(Reuters) - Pennsylvania Treasurer Rob McCord on Friday admitted to having "stepped over the line" in seeking campaign contributions, and will plead guilty to federal campaign law violations, according to his attorneys.
A day after saying that he would resign on Feb. 12 and intended to join the public sector, McCord, one of the activist officials to hold his elected position, apologized to the people of Pennsylvania for his actions in a video distributed by his attorneys on Friday.
"I stepped over the line by trying to take advantage of the fact that two potential contributors hoped to continue to do business with the commonwealth and by developing talking points to remind them that I could make things difficult for then," McCord said in the video. "I essentially said that the potential contributors should not risk making an enemy of the state treasurer."

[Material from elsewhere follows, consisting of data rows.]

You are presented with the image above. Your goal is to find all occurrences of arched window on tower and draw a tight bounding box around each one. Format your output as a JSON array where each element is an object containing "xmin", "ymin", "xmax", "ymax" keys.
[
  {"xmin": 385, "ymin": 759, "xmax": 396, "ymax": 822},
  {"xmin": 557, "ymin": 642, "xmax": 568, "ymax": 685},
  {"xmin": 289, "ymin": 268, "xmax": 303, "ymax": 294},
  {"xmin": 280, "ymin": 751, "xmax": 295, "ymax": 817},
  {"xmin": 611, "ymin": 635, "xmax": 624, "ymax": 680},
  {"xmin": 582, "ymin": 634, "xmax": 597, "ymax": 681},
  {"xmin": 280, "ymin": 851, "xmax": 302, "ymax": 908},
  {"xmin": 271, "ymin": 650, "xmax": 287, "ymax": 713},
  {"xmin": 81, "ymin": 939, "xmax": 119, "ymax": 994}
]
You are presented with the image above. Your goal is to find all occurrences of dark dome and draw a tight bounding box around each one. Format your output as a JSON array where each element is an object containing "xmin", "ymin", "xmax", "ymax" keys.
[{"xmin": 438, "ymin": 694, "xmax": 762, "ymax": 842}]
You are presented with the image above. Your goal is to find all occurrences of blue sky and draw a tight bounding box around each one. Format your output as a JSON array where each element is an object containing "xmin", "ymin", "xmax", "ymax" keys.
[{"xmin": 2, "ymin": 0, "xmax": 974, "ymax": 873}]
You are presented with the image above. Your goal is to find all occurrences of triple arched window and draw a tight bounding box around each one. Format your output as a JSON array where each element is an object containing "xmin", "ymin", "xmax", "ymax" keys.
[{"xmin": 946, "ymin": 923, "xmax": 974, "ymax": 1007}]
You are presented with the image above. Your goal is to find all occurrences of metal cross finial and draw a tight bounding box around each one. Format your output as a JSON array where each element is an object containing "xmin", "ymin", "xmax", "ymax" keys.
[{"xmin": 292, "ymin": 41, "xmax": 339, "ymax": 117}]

His attorneys said in a statement that McCord "will be pleading guilty to certain federal charges arising out of his attempts in the spring of 2014 to raise campaign contributions."
In the video, McCord said he was concerned that by remaining in office, he would make it difficult for his department to operate. "The mistake and fault here is mine and mine alone," McCord said, adding that he was resigning immediately.
Newly-elected Governor Tom Wolf will appoint a successor to serve out the rest of McCord's term, which ends in 2016.
Last year, McCord unsuccessfully sought the Democratic nomination for governor, losing to Wolf.
McCord will enter his plea in U.S. District Court in the Middle District of Pennsylvania, his attorneys said.